PG&E breaks ground on new Antioch power plant
Photo courtesy InsideBayArea.com
By Caitilin McAdoo, Bay City News Service
January 25, 2007
Pacific Gas and Electric Co. broke ground Wednesday on a new,
environmentally friendly power plant that will be built within
the existing, partially completed Mirant Corp. power generating
facility near Antioch.
The project, which is expected to cost an estimated $370 million
-- in addition to what Mirant put into it to begin construction
-- will provide enough electricity for 400,000 Northern and Central
California customers by 2009, according to PG&E.

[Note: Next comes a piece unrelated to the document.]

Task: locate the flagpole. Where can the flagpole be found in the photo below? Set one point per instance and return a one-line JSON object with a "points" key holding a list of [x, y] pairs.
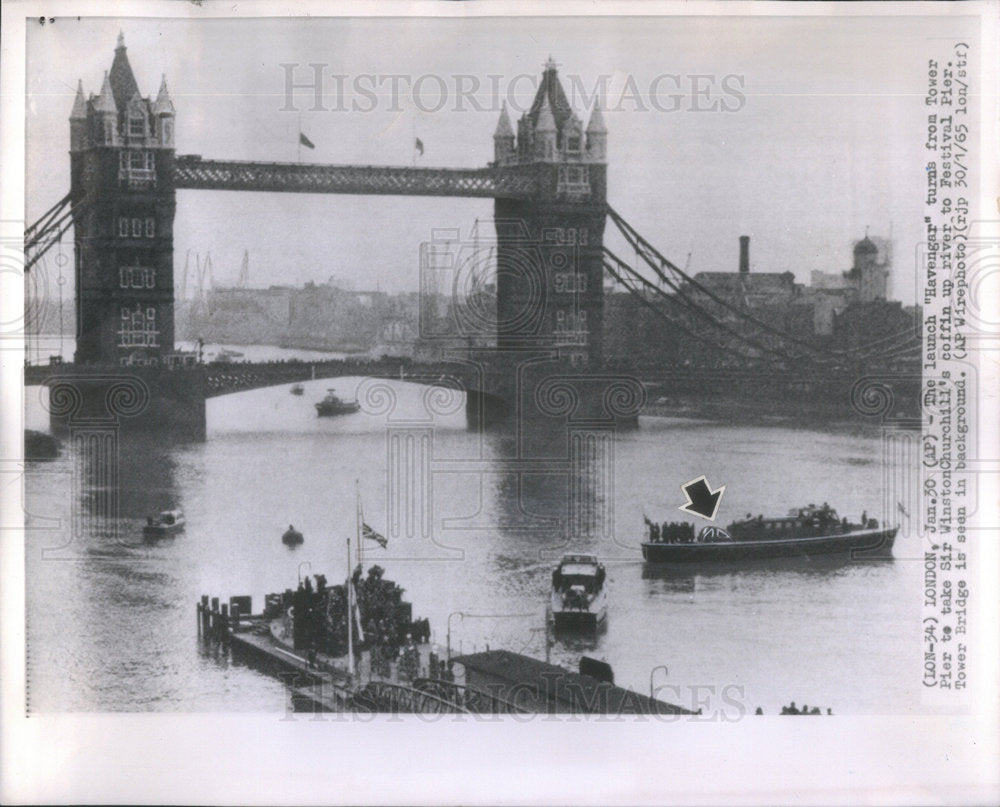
{"points": [[350, 613], [357, 520]]}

PG&E obtained the partially constructed power plant in a
2005 settlement agreement with Mirant, which had been accused
of price gouging and market manipulation during the state's 2000-01
energy crisis. PG&E also had claimed Mirant violated a reliability
contract, which led to the agreement that PG&E would complete
and run the plant near Antioch then known as Contra Costa Unit
PG&E has since upgraded the plant to a more energy-efficient
and cleaner design and has changed the name of the facility to
Gateway, PG&E reported.
The Gateway facility is designed to use 97 percent less water
and produce 96 percent less discharge than conventional water-cooling
systems, PG&E reported.
The facility also will use clean-burning natural gas turbines
to generate power, which makes the plant more energy efficient.

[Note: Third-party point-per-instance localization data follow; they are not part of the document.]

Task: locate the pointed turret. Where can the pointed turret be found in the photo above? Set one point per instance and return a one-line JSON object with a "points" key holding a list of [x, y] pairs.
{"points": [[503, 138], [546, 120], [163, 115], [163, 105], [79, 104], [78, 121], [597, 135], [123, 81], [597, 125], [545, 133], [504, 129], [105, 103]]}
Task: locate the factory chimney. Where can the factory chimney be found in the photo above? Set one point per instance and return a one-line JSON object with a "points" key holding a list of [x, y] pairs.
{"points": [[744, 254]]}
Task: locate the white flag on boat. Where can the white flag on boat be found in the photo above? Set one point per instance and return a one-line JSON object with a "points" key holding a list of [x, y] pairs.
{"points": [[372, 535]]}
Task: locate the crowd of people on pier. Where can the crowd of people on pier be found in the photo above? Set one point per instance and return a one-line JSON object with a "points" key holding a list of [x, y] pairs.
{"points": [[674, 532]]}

According to PG&E, the plant will generate 35 percent less
carbon dioxide for every megawatt of power produced than older
Once completed, PG&E will employ 23 to 25 full-time employees
and will pay about $1.5 million annually in property taxes to
Contra Costa County.
During peak construction, PG&E expects to employ an estimated
400 workers to build the plant.
PG&E received approval from the California Public Utilities
Commission in June 2006 to complete construction and to operate
the facility, but is still waiting for approval of some design
changes, including the so-called dry cooling system that will
reduce use of water, from the California Public Utilities Commission
and the California Energy Commission.